Algeriens Problem in der ersten Halbzeit lag nicht im Spielaufbau, sondern in der Abschlusskette. 45 Eintritte ins Angriffsdrittel, Passquote fast 90 Prozent, dennoch nur 4 Schüsse, 2 aufs Tor, 7 Flanken ohne Erfolg. Zwei präzise Steilpässe zeigten, dass der Ansatz stimmte – den Raum hinter der Abwehr nutzen –, doch in der Endbearbeitung stockte es immer wieder; der Ballbesitzvorteil ließ sich nicht in anhaltenden Druck im Strafraum umsetzen. Riyad Mahrez wies einen persönlichen xG von 0,42 auf und lieferte den einzigen Torschuss der Gastgeber – er kam dem Tor am nächsten; Amine Gouiri mit 2 Schüssen und zusammen nur 0,10 xG hatte im Strafraum deutlich zu wenig Raum; Farès Chaibi versuchte es ebenfalls, ohne das Ergebnis zu verändern. Aus biomechanischer Sicht und bezogen auf die Entscheidungsgeschwindigkeit braucht die Offensive bei tief stehender Abwehr eine höhere Passtaktung und mutigere Abschlüsse – genau zwischen „noch ein Pass“ und „direkte Bedrohung“ schwankte Algerien in der ersten Halbzeit.
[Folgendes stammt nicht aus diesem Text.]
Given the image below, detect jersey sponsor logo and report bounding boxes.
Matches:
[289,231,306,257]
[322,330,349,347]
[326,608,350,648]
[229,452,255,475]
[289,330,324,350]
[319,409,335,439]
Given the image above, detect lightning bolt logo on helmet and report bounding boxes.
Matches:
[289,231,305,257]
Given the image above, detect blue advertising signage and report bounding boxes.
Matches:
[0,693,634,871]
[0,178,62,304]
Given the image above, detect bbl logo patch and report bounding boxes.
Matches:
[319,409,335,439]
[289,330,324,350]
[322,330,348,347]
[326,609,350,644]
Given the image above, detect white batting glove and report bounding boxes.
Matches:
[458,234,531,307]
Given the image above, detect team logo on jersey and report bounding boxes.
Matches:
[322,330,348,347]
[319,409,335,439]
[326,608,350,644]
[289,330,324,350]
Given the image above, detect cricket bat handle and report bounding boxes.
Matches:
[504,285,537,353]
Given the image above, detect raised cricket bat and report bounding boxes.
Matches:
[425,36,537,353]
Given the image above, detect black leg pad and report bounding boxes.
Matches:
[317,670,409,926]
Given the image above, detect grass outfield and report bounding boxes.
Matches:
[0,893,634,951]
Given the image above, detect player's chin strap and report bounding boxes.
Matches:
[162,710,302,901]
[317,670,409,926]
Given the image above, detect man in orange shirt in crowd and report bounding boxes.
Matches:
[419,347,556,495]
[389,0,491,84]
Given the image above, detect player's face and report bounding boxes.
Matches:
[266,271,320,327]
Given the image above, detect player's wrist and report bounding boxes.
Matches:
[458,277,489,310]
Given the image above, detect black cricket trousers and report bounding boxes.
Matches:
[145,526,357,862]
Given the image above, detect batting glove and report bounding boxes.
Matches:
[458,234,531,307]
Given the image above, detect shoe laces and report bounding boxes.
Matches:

Nach der Pause: Energieverteilung und Risikofaktoren

Jordan als führendes Team steht in der zweiten Halbzeit vor einer doppelten Herausforderung: Erstens, ob sie nach der Führung die Disziplin im Konterspiel beibehalten und verhindern können, dass ein zu weit nach vorne gerücktes Pressing von der individuellen Klasse von Mahrez und Co. bestraft wird; zweitens die Frage der Kondition – ein spielaufbauschwaches System mag zwar unnötige Laufwege reduzieren, doch die zahlreichen intensiven Sprints von Schlüsselfiguren wie Tamari und Rashdan im Umschaltspiel werden im Laufe der Partie spürbar Ermüdung aufbauen. Will Algerien den hohen Pressingdruck aufrechterhalten, steigt der Glykogenverbrauch von Mittelfeld- und Außenakteuren weiter an; entscheidet man sich für direktere Angriffe über die Flügel, erinnert die Bilanz von sieben Flanken ohne Erfolg in der ersten Hälfte daran, Qualität und Zielpunkt der Hereingaben anzupassen. Laut den Daten unserer Reporter vor Ort endeten Jordaniens letzte beiden WM-Qualifikationsspiele jeweils 0:0 – defensive Stabilität und Disziplin bei Standards sind das Fundament ihres Spiels; Algerien muss auf der WM-Bühne beweisen, ob die auf dem Papier vorhande Stärke als Nummer 28 der Weltrangliste sich nach 45 Minuten in echte Torchancen und Toreffizienz umsetzen lässt.

Eine 1:0-Führung zur Pause bedeutet noch keinen Endstand, doch Jordanien hat bereits mit harten Zahlen bewiesen: In Gruppe J der WM kommt demjenigen die größere Chance auf alle drei Punkte zu, der seine begrenzten Ballkontakte effektiver nutzt.